具体的には、左脳に対してはPODとパーパスを刷り込み、おいしさを頭で理解させることが大切になる。たとえば、「すべての店で粉から作る、だから他よりもちもちした食感が生まれ、圧倒的においしい」「日々鍛錬している製麺所の麺職人がうどんを作る」などロジックに訴える強い戦略メッセージが有効だ。一方、右脳に対しては直感的なおいしさや“フリークエンシー(接触頻度)”を高めることで訴求していく。「シズル感たっぷりのおいしそうなうどん」や「おいしそうな食べっぷり」、「ライブ感のある厨房で湯気や音で五感に訴えること」、「思わず手が伸びる商品陳列」など店舗の様子、五感に訴えるクリエイティブも重要だ。そして、実際の店舗では、それを深く脳に刻み込むような五感に触れる顧客体験でリピート率を高めることができる。
施策の戦術修正を目的に“ほぼリアルタイム”の短期データ活用を実施
こうした施策の成果やビジネスの状況を掴むために、丸亀製麺は短期・中期・長期で様々なデータを可視化し、全社での共有を行っている。
まず短期的には、当日・日次・週次でデータの取りまとめを行っているという。当日は2時間ごとの売上フラッシュレポートが店舗別・エリア別・全体について作成され、全社で共有される。日次では翌朝8時に、1日の売上や昨年比などの基本的な情報から、利益率や人件費率、客単価などあらゆるKPIが記載された「売上レポート」が共有され、同日10時には加えて主要商品・主要施策について累計や商品構成別、時間帯別など細かくBIで分析された「マーケティングレポート」が共有される。
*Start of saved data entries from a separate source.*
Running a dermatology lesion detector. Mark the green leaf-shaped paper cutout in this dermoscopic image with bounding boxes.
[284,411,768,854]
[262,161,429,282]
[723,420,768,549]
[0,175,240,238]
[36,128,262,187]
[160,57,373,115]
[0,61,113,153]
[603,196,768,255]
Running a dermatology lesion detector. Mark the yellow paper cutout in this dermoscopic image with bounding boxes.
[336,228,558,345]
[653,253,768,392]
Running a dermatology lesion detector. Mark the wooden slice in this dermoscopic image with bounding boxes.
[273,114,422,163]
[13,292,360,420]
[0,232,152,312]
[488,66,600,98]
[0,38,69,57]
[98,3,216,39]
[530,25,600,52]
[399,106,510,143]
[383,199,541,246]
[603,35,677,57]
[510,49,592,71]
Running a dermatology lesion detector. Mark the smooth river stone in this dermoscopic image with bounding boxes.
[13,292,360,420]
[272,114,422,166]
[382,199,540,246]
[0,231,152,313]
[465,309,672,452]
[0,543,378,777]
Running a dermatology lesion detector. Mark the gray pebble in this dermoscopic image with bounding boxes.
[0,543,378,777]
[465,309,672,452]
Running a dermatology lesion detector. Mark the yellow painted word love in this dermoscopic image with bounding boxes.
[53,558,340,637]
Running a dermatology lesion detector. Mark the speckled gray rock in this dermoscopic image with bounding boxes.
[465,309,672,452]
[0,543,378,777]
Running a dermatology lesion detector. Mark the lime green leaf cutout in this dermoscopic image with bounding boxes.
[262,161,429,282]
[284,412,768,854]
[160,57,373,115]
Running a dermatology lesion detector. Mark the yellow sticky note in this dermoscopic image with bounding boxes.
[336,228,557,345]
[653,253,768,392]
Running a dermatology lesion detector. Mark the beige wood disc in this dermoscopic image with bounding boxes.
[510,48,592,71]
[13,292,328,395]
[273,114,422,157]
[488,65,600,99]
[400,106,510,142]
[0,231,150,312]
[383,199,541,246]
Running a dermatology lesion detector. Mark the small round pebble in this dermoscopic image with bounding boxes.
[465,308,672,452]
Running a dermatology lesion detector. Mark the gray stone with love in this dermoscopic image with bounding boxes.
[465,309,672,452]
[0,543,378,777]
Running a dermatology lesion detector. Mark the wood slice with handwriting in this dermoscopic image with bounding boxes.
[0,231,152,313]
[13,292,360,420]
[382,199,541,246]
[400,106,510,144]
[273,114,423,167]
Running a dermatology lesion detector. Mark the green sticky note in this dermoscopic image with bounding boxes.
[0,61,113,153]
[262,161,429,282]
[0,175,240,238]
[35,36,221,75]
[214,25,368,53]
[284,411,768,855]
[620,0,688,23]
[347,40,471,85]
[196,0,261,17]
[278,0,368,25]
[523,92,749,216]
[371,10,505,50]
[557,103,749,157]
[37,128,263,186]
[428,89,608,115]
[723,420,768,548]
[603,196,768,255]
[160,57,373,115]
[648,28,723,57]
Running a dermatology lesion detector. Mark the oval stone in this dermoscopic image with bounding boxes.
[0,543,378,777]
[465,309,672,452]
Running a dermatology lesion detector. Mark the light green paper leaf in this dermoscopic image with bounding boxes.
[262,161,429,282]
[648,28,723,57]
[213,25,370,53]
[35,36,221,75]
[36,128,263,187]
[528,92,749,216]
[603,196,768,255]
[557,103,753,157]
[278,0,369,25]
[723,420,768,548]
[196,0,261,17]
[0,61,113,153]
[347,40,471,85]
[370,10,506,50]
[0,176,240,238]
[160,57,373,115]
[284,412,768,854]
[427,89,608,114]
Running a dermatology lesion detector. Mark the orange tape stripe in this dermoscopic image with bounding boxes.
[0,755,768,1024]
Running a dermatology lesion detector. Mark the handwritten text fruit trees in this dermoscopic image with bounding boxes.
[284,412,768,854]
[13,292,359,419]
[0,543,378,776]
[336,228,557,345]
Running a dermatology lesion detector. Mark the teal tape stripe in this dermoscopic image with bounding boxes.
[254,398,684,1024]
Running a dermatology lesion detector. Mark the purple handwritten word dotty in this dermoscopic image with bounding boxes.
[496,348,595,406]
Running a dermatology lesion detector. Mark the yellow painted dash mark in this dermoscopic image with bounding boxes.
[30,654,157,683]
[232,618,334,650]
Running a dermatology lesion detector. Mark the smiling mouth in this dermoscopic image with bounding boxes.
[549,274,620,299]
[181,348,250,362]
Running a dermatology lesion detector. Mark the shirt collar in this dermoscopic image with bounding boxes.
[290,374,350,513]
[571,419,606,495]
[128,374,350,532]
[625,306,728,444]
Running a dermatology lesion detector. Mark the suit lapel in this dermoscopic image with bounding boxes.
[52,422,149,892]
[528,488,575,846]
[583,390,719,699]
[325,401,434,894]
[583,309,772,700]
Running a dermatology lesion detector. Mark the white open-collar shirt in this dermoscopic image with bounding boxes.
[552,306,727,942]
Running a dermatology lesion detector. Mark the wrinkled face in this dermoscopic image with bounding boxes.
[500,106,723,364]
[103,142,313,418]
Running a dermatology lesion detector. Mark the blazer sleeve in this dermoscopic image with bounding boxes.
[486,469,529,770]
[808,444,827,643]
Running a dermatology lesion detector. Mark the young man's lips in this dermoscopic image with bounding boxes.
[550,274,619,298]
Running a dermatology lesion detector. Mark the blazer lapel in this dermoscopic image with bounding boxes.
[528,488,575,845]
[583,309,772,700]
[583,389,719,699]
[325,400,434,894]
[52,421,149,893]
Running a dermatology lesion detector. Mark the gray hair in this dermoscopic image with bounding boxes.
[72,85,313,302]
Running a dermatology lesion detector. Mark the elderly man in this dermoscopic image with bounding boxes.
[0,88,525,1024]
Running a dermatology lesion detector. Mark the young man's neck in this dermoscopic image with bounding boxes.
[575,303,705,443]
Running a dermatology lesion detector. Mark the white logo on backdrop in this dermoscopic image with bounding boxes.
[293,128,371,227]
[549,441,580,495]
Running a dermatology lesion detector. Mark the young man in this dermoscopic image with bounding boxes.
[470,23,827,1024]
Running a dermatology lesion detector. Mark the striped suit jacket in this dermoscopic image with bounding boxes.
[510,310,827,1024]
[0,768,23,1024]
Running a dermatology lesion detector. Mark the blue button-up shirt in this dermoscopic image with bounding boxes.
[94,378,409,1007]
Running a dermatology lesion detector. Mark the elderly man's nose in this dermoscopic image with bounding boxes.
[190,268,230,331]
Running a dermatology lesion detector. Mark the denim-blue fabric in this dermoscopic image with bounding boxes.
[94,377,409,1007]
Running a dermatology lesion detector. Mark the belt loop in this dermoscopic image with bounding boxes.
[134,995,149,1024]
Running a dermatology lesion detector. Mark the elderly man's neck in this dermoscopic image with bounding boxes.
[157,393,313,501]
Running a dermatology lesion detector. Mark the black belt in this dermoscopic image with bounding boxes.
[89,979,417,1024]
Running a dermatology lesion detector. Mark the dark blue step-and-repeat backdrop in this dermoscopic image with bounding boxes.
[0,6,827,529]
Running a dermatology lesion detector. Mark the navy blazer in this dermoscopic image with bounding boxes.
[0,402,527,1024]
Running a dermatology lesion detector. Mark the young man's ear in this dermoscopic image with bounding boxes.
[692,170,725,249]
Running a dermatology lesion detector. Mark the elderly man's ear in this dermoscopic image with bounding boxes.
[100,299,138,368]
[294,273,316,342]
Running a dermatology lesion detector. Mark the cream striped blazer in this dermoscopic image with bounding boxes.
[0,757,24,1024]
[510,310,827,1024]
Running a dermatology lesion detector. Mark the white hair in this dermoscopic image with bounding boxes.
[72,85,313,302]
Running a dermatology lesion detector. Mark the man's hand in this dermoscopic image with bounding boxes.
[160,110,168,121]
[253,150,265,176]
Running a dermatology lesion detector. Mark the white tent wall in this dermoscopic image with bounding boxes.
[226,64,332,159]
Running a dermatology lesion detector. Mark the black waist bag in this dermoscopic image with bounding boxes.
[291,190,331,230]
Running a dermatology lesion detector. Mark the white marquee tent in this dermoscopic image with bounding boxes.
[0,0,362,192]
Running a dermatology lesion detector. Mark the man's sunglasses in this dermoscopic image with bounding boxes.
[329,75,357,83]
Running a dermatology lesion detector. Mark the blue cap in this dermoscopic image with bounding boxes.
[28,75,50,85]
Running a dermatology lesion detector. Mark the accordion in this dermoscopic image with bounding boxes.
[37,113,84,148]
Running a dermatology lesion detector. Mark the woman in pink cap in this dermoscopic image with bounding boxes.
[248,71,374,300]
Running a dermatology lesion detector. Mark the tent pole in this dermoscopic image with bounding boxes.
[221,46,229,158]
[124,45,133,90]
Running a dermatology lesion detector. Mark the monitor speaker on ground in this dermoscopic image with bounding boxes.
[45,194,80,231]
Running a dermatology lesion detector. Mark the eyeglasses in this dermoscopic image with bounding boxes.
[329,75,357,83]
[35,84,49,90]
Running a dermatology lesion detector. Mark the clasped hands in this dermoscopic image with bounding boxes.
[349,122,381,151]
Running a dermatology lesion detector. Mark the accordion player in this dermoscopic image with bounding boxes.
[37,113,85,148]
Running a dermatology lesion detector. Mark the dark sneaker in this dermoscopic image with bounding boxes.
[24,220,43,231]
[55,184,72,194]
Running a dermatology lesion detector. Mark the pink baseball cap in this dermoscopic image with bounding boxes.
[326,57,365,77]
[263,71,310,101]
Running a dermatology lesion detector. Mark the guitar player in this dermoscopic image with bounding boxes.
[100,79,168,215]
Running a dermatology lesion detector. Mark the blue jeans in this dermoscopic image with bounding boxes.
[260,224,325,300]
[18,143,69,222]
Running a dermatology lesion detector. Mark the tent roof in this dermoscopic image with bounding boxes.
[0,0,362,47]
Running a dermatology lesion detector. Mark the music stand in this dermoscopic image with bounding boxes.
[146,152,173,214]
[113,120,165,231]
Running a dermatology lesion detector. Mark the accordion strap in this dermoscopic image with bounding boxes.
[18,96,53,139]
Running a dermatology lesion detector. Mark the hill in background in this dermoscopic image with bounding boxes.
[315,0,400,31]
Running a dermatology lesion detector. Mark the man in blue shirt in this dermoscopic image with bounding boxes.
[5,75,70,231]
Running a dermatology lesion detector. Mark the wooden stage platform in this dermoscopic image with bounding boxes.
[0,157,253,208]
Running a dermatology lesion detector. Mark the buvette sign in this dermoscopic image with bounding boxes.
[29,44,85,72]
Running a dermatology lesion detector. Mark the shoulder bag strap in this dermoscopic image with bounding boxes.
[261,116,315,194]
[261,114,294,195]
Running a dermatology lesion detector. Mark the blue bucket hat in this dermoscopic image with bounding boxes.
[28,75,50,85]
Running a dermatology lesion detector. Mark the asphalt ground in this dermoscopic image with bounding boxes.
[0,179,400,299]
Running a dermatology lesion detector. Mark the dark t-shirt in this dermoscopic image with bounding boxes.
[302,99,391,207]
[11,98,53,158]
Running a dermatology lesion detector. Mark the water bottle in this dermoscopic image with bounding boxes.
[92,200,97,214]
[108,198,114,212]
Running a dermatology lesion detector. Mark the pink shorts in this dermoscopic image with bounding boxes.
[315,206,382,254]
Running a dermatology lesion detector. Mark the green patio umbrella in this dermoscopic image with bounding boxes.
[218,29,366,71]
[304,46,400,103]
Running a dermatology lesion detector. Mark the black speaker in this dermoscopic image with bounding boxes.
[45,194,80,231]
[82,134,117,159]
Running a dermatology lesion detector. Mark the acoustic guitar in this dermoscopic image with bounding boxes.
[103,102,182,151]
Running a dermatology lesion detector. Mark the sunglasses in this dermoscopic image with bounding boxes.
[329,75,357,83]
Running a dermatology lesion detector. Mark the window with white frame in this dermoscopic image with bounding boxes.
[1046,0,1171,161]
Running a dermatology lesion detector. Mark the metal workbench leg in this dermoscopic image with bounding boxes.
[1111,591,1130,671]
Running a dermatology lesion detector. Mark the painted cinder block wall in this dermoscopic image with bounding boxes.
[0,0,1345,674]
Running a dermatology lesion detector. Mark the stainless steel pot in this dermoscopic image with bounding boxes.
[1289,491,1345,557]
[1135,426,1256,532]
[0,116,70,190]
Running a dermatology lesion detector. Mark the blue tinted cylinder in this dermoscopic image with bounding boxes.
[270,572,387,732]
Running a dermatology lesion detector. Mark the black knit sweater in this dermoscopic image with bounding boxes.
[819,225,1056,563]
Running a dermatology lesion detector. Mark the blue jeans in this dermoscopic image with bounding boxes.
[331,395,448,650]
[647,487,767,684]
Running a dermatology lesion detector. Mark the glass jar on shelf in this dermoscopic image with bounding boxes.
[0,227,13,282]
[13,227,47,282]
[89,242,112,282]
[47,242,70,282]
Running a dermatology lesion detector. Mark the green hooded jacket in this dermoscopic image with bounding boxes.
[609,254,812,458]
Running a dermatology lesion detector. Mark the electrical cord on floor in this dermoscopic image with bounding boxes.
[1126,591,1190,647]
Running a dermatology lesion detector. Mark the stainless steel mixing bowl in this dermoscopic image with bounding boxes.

週次では、社長や他部署を含めてマーケティング戦略会議を実施しており、各種数値レポートと当月見込み修正・予測、次月以降の施策のアップデートなどを共有。代理店ともマーケティング戦略会議で数値を共有し、半日かけて次月以降の戦術や、効果が低い場合はコンティンジェンシープラン立案などを行っている。
「なにか違和感が生じたら、そこをドリルダウンして確認し、詳細や傾向を見に行く。必要に応じて、エリアの担当者や店長とミーティングを持つことも多い。毎日データを見ることで異常値に気づきやすく、ミーティングをクイックに行うことで、早急な意思決定も可能になる」(南雲氏)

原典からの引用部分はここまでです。